For a biased die the probabilities for different faces to turn up are given below :

Face	$1$	$2$	$3$	$4$	$5$	$6$
Probability	$0.1$	$0.32$	$0.21$	$0.15$	$0.05$	$0.17$

The die is tossed and you are told that either face $1$ or $2$ has turned up. Then the probability that the face $1$ is

• A. $\frac{5}{21}$
• B. $\frac{5}{22}$
• C. $\frac{4}{21}$
• D. None of these

Answer 1

The correct option is A

$\frac{5}{21}$

Explanation for the correct option :

The probabilities of different faces of a biased die are given. Also, given that the die is tossed and either face $1$ or $2$ turned up.

We have to find the probability that the face is $1$.

Step-1 : Assumption

Let $A$be the event that the face $1$is turned up and $B$ be the event that the face $2$ is turned up.

Then, from the given table, we have $P\left(A\right)=0.1$ and $P\left(B\right)=0.32$.
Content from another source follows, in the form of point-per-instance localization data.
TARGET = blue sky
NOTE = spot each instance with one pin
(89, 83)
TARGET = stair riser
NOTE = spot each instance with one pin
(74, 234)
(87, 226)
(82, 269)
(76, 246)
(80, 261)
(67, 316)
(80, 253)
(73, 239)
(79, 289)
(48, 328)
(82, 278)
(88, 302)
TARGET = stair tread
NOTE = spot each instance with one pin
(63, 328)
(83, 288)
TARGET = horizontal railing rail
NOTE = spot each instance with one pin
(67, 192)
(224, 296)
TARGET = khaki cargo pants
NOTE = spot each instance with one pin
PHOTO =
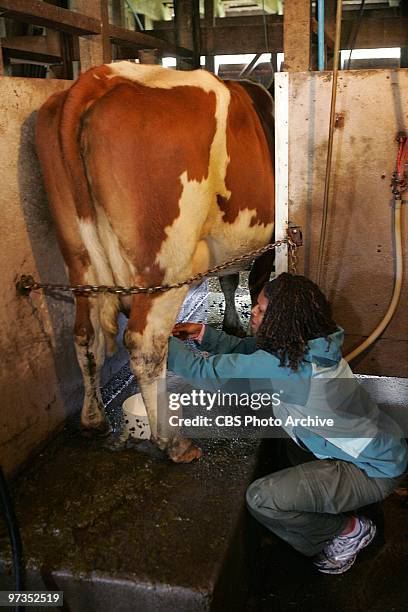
(305, 505)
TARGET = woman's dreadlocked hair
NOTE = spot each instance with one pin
(297, 312)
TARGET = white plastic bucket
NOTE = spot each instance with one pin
(135, 416)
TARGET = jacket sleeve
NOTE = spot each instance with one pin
(216, 341)
(211, 372)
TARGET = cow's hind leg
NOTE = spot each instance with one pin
(150, 323)
(231, 323)
(90, 349)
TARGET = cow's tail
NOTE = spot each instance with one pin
(83, 94)
(58, 147)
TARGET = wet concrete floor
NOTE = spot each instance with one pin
(118, 527)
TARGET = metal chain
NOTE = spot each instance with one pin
(27, 283)
(293, 258)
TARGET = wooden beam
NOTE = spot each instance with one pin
(329, 41)
(209, 23)
(41, 48)
(297, 35)
(1, 59)
(141, 40)
(374, 32)
(118, 13)
(95, 50)
(43, 14)
(248, 36)
(149, 56)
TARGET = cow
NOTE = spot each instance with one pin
(152, 175)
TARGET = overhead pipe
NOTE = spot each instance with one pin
(399, 185)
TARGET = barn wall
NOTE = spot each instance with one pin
(40, 382)
(359, 256)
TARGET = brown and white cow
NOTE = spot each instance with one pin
(152, 175)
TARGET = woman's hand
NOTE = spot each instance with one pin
(187, 331)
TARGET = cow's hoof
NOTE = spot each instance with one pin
(184, 451)
(101, 431)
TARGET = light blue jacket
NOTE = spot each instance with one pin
(323, 386)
Formula to be used : We know that for two mutually exclusive events $C$ and $D$, $P\left(C\cup D\right)=P\left(C\right)+P\left(D\right)$.

So, here, we must have

$$\begin{gathered} P\left(A\cup B\right)=P\left(A\right)+P\left(B\right) \\ =0.1+0.32 \\ =0.42 \end{gathered}$$

Step-2 : Finding the probability that the face is $1$ when it is known that either face $1$ or face $2$ turned up.
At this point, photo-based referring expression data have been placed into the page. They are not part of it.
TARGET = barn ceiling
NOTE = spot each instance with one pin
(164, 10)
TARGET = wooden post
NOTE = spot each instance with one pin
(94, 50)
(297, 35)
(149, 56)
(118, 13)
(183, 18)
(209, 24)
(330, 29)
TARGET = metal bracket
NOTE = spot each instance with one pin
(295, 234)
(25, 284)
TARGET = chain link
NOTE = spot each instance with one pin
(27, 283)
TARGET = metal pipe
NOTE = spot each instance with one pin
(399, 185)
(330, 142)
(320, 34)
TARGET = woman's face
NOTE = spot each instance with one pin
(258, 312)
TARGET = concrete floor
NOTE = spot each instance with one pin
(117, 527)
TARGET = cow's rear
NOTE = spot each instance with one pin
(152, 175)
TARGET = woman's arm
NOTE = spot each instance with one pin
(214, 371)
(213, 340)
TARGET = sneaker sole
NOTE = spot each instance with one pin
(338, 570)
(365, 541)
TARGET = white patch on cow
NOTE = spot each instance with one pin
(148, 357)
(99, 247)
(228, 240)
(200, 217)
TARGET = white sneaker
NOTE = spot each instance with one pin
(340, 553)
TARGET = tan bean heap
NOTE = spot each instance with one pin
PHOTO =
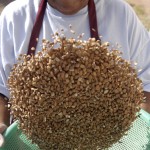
(75, 95)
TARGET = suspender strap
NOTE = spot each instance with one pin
(93, 20)
(39, 19)
(37, 26)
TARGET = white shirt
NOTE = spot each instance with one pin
(117, 23)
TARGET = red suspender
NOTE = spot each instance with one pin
(93, 20)
(39, 19)
(37, 26)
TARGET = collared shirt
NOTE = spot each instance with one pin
(117, 23)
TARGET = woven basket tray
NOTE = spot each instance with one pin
(138, 137)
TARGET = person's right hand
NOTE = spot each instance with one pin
(3, 127)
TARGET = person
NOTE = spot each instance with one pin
(23, 21)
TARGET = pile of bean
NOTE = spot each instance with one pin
(74, 95)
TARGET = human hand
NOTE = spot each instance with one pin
(3, 127)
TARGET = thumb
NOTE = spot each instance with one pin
(3, 127)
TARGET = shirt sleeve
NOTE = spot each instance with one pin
(139, 43)
(6, 53)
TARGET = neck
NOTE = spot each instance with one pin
(68, 7)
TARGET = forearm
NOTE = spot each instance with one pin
(4, 111)
(146, 104)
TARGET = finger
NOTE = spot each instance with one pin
(1, 140)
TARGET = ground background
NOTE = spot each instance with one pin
(142, 8)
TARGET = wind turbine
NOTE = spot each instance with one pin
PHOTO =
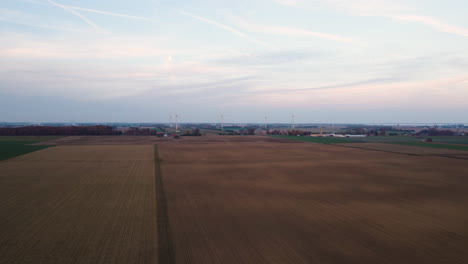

Clearly, here we have to find the conditional probability $P\left(A|A\cup B\right)$.

Formula to be used : We know that the conditional probability of an event $C$ when it is known that the event $D$ is already happened is given by

$P\left(C|D\right)=\frac{P(C\cap D)}{P\left(D\right)}$.

So, here the required probability would be

$$\begin{gathered} P\left(A|A\cup B\right)=\frac{P(A\cap (A\cup B\left)\right)}{P(A\cup B)} \\ =\frac{P\left(A\right)}{P\left(A\right)+P\left(B\right)}\left[\because (A\cap (A\cup B\left)\right)=A,P(A\cup B)=P\left(A\right)+P\left(B\right)\right] \\ =\frac{0.1}{0.1+0.32}\left[\because P\left(A\right)=0.1,P\left(B\right)=0.32\right] \\ =\frac{0.1}{0.42} \\ =\frac{5}{21} \end{gathered}$$

Hence, option (A) is the correct answer.